Commanders and leaders
- Sargis Mehrabyan Nikol Duman Nikoghayos Mikaelian: Sharaf beg

Strength
- 250 fedayees: The entire tribe

Casualties and losses
- 26: About 200

= Khanasor Expedition =

1897 Armenian fedayi raid against the Kurdish Mazrik tribe

The Khanasor Expedition (Խանասորի արշավանք,) was a punitive raid launched by Armenian fedayis against the Kurdish Mazrik tribe on July 25, 1897. In 1896, in the aftermath of the Defense of Van, the Kurdish Mazrik tribe had ambushed and slaughtered many of the Armenian defenders of Van as they were retreating into Persia. The Armenian Revolutionary Federation decided to retaliate for that atrocity, resulting in the Khanasor Expedition.

==Event==
About a year after the events in Van, the Armenian Revolutionary Federation decided to retaliate and "punish" the Kurdish Mazrik tribe for its role in the Hamidian massacres and its ambush of the defenders of Van. The Mazrik tribe were camped in the fields of Khanasor, near Avarayr. The ARF, with the support of the Hunchakians and the Armenakans, organized an attack on the tribe. The operation was planned by Nikol Duman alongside "Khanasora" Vartan Mehrpanian and Ishkhan Arghoutian, all of whom participated as commanders of the operation. Among the Armenian soldiers also there were disagreements. For their settlement the party sent in Tavriz Harutiun Shahrigian and as a result they come to conclusion of holding an action. On 25 July 1897, at dawn, the 250 Armenian fedayees attacked and killed the fighting men of Mazrik tribe, sparing the women and the children, among whom the Mazrik chief, Sharaf Bey, learned Armenians were coming earlier and managed to escape by wearing women's clothing, leaving the women and children behind. The attack ended on 27 July 1897.

==Results==
Although ARF founder Rosdom's brother Garo and 25 other fedayees were among the casualties, the Khanasor expedition was a small triumph for the Armenians, both militarily and morally. As a result, Armenians built up their self-confidence; their belief in their ability to defend themselves was now reinforced. To this day, the ARF remembers the event in commemorative ceremonies honouring the expedition as an important event in the history of the Armenian struggle for freedom.

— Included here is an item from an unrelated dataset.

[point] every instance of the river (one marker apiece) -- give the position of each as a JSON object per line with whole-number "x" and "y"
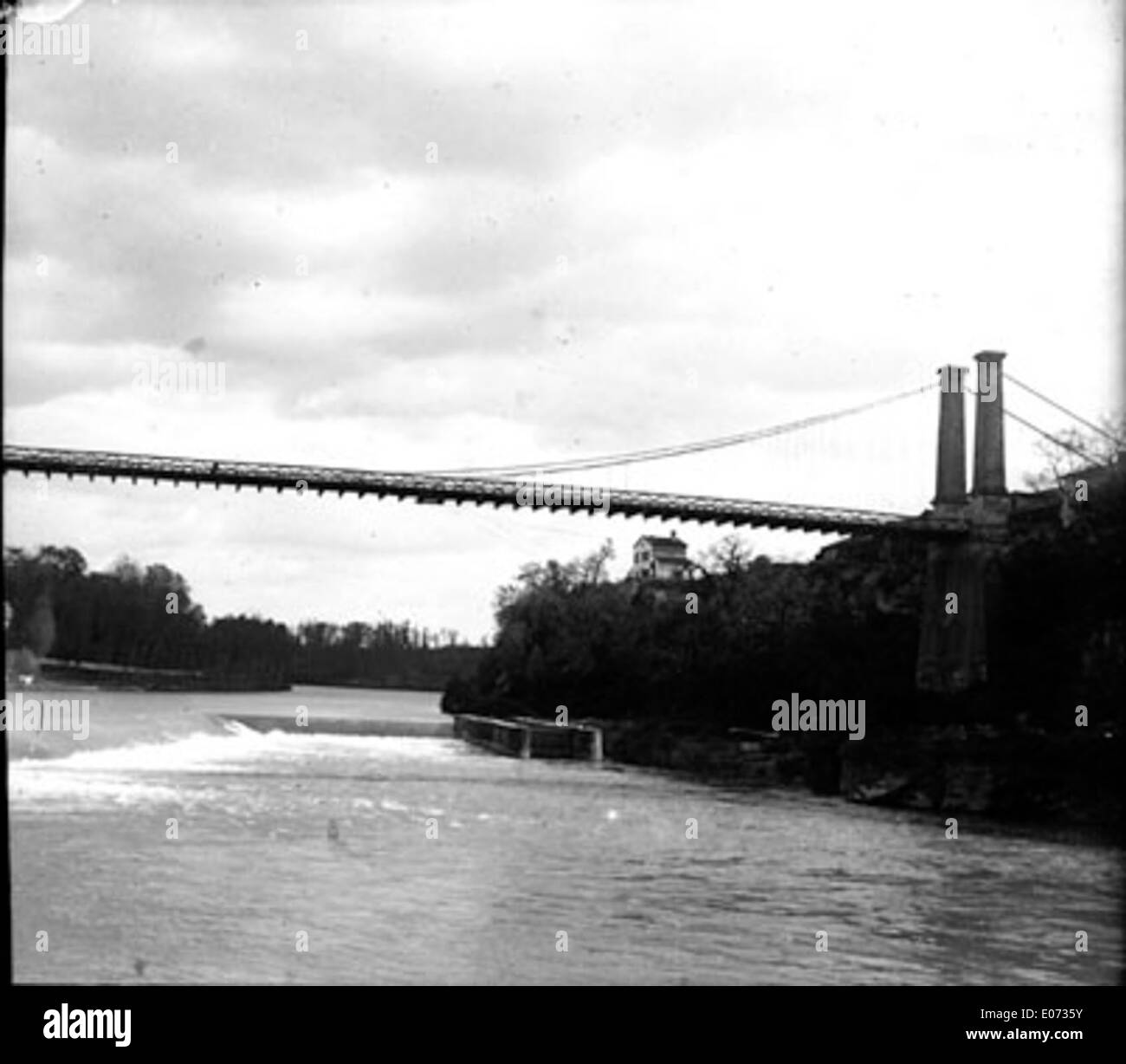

Gurgen Mahari, as part of a critique of the effectiveness of the Armenian Revolutionary Federation, had a character in his novel The Burning Orchards question whether the high moral and strategic significance the Dashnaktsutyun gave to the Khanasor Expedition's results was justified, or whether the expedition, and other acts like the Ottoman Bank siege, were just isolated incidents whose sum total did not relieve the oppression of Armenians in the Ottoman Empire.